Some of the most prominent include former England defender Sol Campbell who ran to be conservative candidate as London Mayor, Frank Lampard who was once rumoured to have been approached to stand as a conservative MP, and the politically outspoken ex-Wolves player Karl Henry.

But these were all subsequent to them being involved in football. In fact the days of managers, players and clubs giving outwardly political affiliation are mostly gone so to keep everyone onside. Today clubs have a team responsible for Public relations and everyone at the club with any media involvement is well media trained, something I for one can’t imagine the likes of Brian Clough partaking in willingly.

So to see Brighton and Crystal Palace’s senior representatives discuss opposing views on subjects of great public interest in such an open and thoughtful way is an encouraging change to a culture within football of avoiding expressing an opinion of any kind.

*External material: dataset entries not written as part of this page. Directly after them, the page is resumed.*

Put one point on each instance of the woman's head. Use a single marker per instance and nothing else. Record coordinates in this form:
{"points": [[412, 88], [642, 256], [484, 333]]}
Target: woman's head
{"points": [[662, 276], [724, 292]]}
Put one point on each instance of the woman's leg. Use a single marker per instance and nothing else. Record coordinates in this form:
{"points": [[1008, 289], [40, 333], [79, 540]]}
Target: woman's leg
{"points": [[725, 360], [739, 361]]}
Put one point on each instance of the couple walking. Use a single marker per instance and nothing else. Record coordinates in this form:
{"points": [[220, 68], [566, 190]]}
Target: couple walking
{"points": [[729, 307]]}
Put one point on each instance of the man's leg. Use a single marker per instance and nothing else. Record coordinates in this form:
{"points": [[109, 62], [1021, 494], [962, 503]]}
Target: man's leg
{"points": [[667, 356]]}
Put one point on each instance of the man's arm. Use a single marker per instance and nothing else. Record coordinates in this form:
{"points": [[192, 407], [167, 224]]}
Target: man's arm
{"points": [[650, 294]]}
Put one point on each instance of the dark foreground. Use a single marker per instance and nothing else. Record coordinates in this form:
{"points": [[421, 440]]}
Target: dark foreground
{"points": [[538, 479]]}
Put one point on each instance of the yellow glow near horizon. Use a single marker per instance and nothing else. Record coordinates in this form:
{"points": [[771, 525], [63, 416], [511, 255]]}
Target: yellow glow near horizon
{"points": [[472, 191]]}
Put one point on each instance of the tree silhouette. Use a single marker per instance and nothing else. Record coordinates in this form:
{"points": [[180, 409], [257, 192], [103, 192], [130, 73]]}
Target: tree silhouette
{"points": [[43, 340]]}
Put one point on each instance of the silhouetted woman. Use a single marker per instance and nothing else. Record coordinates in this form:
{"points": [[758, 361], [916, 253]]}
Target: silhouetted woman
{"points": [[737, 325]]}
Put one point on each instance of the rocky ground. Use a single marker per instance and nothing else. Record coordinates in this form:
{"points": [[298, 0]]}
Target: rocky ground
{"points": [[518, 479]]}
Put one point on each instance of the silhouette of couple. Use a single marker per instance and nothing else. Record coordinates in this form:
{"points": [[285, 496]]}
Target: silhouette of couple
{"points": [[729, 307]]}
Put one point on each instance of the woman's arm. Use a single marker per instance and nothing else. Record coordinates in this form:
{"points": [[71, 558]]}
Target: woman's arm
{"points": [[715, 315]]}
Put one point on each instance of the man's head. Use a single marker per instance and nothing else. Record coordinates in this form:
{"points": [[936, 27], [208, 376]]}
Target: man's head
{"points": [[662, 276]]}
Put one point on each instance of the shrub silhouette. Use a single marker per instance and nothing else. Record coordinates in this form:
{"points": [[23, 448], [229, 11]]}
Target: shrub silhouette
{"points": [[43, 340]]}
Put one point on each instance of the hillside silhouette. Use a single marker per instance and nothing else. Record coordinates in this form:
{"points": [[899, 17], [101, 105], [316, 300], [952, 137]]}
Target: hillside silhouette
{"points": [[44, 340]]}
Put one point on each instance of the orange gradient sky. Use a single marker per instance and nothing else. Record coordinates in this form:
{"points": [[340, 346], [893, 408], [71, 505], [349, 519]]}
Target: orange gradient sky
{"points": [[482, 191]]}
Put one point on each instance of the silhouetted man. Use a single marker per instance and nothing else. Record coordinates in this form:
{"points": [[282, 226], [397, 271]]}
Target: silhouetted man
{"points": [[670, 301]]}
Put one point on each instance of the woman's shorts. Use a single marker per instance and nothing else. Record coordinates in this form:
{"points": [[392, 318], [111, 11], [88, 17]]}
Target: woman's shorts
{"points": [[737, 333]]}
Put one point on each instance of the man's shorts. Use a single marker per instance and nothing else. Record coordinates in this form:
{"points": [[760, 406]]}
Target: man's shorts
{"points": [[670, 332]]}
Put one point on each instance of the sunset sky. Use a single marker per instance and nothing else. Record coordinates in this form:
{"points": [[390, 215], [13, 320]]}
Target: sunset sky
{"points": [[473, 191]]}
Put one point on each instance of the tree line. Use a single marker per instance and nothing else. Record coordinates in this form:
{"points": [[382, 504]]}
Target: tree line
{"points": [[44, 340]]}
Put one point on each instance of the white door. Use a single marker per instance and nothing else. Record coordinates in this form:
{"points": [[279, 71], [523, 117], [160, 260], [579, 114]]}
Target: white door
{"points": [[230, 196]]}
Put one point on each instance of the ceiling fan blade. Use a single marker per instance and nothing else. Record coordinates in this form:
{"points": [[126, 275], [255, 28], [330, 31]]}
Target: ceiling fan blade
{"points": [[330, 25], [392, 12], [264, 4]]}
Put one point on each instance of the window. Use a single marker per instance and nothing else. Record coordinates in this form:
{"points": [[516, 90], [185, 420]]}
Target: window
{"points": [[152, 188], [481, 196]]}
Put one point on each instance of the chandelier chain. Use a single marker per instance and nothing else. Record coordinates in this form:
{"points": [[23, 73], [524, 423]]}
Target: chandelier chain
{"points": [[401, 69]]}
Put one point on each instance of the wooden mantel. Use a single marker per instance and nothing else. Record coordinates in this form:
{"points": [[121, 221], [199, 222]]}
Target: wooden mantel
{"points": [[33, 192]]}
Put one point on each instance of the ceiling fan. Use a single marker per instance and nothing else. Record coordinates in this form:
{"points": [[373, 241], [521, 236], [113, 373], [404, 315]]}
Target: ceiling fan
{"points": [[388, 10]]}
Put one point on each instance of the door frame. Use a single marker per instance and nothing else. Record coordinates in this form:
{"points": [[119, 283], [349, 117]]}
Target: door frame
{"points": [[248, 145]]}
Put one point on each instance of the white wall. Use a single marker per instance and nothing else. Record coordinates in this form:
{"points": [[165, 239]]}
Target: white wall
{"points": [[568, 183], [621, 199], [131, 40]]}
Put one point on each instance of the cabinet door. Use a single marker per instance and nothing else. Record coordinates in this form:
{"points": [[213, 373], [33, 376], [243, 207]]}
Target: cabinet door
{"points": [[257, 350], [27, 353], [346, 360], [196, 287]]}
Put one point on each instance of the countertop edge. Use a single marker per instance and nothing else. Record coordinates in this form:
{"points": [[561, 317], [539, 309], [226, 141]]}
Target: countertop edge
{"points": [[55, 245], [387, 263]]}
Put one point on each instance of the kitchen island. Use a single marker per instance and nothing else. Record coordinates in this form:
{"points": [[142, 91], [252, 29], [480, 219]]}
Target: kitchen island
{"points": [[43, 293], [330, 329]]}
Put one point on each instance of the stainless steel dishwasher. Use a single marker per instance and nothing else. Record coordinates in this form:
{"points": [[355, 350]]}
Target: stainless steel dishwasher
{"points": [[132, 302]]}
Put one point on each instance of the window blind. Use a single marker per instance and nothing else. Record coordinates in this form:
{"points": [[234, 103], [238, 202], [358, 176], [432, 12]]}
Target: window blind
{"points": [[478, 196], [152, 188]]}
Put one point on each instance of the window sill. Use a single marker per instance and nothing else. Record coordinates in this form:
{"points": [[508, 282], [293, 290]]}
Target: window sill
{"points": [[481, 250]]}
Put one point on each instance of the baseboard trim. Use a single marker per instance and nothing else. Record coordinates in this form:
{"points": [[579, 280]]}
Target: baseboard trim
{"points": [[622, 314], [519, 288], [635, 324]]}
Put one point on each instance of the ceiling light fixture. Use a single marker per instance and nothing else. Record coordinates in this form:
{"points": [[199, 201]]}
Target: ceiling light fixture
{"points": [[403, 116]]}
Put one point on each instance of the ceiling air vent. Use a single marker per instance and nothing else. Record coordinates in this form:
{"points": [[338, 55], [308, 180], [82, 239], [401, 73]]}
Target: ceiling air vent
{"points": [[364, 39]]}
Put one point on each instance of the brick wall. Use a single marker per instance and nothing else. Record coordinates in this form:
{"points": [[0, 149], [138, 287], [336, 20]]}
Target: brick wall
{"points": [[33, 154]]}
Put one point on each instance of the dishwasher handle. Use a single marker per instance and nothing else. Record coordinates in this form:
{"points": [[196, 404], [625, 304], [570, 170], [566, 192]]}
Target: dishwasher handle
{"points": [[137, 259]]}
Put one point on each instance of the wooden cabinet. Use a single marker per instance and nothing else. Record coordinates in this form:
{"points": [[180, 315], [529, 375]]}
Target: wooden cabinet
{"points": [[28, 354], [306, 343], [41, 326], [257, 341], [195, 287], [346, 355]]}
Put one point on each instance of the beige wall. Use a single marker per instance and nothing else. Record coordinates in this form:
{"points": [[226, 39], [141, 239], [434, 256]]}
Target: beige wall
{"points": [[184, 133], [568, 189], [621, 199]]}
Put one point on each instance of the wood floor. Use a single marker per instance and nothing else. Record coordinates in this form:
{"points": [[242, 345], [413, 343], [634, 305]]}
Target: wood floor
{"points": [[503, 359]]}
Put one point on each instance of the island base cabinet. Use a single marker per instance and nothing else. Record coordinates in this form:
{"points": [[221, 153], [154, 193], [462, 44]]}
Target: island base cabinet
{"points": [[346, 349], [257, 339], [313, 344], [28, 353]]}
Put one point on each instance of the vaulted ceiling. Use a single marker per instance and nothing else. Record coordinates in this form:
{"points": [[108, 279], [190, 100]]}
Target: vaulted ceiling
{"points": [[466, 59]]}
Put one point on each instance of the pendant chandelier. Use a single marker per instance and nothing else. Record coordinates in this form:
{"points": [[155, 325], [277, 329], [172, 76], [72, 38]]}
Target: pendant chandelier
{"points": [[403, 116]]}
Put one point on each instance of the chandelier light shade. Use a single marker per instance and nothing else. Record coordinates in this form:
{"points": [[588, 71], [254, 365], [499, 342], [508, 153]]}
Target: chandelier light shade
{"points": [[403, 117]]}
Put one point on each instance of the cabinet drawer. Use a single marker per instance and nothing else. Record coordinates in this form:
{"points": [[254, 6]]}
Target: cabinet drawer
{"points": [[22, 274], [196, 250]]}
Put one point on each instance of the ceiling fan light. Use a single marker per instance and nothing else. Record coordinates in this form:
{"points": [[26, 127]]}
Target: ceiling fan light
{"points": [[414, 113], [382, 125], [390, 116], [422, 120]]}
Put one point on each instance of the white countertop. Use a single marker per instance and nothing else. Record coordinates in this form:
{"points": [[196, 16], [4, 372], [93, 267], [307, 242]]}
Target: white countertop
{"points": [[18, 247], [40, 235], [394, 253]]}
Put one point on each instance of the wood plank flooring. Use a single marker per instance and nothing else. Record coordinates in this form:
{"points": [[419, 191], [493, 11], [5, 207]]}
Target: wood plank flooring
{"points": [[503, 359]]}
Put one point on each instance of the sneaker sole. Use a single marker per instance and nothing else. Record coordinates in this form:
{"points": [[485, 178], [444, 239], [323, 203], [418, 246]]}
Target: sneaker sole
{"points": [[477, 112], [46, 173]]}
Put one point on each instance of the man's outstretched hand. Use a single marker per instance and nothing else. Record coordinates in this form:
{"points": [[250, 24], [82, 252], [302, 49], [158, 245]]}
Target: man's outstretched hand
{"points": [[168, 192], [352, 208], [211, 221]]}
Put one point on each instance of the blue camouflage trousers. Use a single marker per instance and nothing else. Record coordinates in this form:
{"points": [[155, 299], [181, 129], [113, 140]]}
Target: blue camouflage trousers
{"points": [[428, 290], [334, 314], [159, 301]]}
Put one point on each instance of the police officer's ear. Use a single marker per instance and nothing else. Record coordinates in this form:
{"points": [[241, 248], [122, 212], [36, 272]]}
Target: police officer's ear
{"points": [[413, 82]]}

Whatever your political persuasions, it’s clear politics has a place in football and it’s here to stay. So, aren’t we better if we have open discussions about it?

This is especially true since the outbreak of Covid-19, which has highlighted our clubs’ importance to their local communities and its national culture. With many clubs stadium’s now a focal point of by the local communities response to the virus, like at Brighton’s AMEX stadium or Stoke’s Bet 365 stadium which are being used as testing centres.

Whilst clubs continue to discuss the return of the Premier League, it’s impossible to ignore the potential political implications and impact their actions could have. We may have moved away from the overtly political days in football and the likes of Clough and Shankly. But whilst many of us try to claim to “not do politics”, what this crisis has shown as much as anything is that the football industry is having more of a political impact than ever before.